A Silsden farmer's heartbreaking decision to allow her uninfected animals to be slaughtered for their own welfare led to the first public revolt against the Government's culling policy.
Helen Waite tried to save her livestock which was grazing on land in Burnside, Skipton, after foot and mouth disease was confirmed at her Silsden farm.
The five mile distance between the two areas was not enough to stop the Department for Environment, Food and Rural Affairs (DEFRA) from wanting the animals culled.
Helen realised that even if she gained a reprieve for the animals, it was unlikely she would be granted a licence to move the herd.
This would mean they would have to stay on the land all winter and their well-being would be put at risk.
Helen said: "We had hoped that the distance between the farm and the grazing area would mean they were okay.
"I had been fighting for a week with the ministry and lost. We tried to make DEFRA realise that we didn't think they were a risk but they thought they were. The animals had to go.
"The animals would have been stuck there right through the winter and we would not have been able to get a licence to move them.
"They would have had no shelter and we did it for their welfare," she said.
"They were up there for the summer grazing and we would have brought them down with their calves in September. There wasn't anything we could do, it wasn't fair on them."
Despite Helen and Malcolm Waite accepting compensation for the herd, last Thursday protestors from across the country started to gather and a 12-hour stand-off began against the cull.
It was the first public revolt against the Government's contiguous culling policy, which calls for animals to be slaughtered which are not necessarily infected, as a precautionary measure.
Residents from Burnside estate accompanied by the Foot and Mouth Action Group blockaded the entrance to the land to stop DEFRA officials carrying out a midnight cull.

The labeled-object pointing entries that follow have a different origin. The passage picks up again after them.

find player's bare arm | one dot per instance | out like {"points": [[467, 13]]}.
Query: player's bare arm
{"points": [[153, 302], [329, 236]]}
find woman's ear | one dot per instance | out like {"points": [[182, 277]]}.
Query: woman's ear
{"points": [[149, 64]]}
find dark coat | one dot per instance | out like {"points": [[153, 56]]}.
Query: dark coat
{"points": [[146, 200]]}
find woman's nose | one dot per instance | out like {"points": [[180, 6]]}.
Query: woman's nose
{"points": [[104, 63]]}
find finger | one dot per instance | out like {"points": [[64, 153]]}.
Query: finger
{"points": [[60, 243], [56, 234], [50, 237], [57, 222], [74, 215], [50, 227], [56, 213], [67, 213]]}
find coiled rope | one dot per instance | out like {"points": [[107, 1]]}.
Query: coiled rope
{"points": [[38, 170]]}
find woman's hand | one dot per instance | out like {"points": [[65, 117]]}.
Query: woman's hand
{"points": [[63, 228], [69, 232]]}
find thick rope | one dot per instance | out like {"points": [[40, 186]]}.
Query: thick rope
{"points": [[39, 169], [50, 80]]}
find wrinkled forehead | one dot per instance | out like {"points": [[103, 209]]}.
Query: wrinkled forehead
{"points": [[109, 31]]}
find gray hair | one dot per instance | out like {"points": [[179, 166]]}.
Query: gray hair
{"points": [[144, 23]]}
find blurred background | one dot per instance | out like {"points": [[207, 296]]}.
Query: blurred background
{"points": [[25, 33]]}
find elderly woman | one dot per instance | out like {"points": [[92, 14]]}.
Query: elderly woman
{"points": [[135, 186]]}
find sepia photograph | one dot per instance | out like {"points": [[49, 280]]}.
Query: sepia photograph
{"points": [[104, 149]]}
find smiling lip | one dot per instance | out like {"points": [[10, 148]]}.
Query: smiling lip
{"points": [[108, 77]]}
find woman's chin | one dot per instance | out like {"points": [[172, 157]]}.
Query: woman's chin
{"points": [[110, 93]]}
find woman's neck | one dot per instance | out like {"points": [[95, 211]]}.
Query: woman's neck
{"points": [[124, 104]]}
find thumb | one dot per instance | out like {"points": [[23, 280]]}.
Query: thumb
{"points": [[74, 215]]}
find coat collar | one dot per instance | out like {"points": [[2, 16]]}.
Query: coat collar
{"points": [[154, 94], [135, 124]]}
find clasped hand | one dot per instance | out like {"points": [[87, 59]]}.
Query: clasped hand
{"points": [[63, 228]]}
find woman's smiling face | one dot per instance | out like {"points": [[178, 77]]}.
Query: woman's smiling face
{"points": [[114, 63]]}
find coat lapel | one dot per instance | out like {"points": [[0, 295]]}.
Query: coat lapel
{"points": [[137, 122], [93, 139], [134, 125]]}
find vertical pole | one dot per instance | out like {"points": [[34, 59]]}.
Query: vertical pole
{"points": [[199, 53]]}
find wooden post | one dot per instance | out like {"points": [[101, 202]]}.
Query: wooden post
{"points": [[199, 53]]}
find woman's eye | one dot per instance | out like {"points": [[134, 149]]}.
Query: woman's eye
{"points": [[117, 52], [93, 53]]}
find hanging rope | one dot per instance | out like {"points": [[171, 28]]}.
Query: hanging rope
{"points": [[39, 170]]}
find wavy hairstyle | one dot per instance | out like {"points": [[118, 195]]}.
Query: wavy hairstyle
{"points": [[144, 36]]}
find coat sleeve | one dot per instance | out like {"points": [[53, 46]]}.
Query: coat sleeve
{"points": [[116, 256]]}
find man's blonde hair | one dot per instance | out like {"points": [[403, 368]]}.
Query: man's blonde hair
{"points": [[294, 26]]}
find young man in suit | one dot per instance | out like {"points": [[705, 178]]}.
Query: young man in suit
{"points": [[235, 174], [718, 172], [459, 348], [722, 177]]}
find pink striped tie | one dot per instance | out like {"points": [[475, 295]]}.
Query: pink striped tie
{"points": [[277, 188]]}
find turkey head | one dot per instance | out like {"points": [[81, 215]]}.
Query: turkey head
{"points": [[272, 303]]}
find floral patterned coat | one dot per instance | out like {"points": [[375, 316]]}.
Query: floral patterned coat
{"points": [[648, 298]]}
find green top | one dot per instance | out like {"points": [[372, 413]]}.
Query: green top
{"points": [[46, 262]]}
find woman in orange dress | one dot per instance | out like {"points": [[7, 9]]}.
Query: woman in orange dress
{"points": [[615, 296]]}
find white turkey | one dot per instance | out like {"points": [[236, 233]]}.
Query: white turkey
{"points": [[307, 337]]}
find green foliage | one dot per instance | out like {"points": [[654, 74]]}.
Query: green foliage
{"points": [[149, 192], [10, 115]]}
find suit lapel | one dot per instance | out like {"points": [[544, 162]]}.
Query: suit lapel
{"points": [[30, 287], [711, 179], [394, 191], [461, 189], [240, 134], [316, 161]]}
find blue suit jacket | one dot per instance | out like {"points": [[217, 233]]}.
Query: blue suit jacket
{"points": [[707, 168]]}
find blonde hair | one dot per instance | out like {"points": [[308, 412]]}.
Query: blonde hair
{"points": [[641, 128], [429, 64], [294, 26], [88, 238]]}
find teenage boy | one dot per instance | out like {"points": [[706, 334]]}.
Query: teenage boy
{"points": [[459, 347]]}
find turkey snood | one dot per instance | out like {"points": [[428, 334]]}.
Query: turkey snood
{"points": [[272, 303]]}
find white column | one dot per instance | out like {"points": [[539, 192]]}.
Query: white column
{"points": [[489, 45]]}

Last Friday a solicitor from Leeds, Stuart Jackson, applied for a last-minute judicial review and the protestors were within one hour of getting the injunction when DEFRA shot the animals.
The Waites had wanted to get the whole ordeal over with quietly because of the animal's welfare and had not asked for the residents' support.
Helen said: "We didn't want a big fuss and when the police put the bollards out everyone knew and it angered them, but at that stage it was too late to do anything.
"It was finished before everyone got involved. We had signed them over to DEFRA and they belonged to them.
She added: "The protest had nothing to do with us. It was their own doing, we didn't ask them to do it.
"They couldn't help us but I hope they help people out in other places who are in a different situation to us."
What started off as a few local protestors grew as farmers from across the country began offering their support.
Helen said: "We had calls all day from farmers across the country, from Wales and Cumbria, saying they would come up and join the protest but we told them it was too late."
Heights Farm, on Heights Lane, in Silsden, was confirmed as having foot and mouth disease on July 10 and 788 livestock were culled.
The farm's 43 other animals grazing on land at Burnside were slaughtered on the afternoon of Friday, July 20.
The Waites are not going to let this terrible disease defeat them, and they intend to rebuild their farm.
Helen said: "It is horrendous to live through. I hope we will see the big picture in months to come.
"We are just hoping that the ministry is right in doing the culling and that our farming neighbours will all survive."
She added: "We are in limbo at the moment - the animals have died and we are grieving. The next step is to begin cleaning up and we will start again."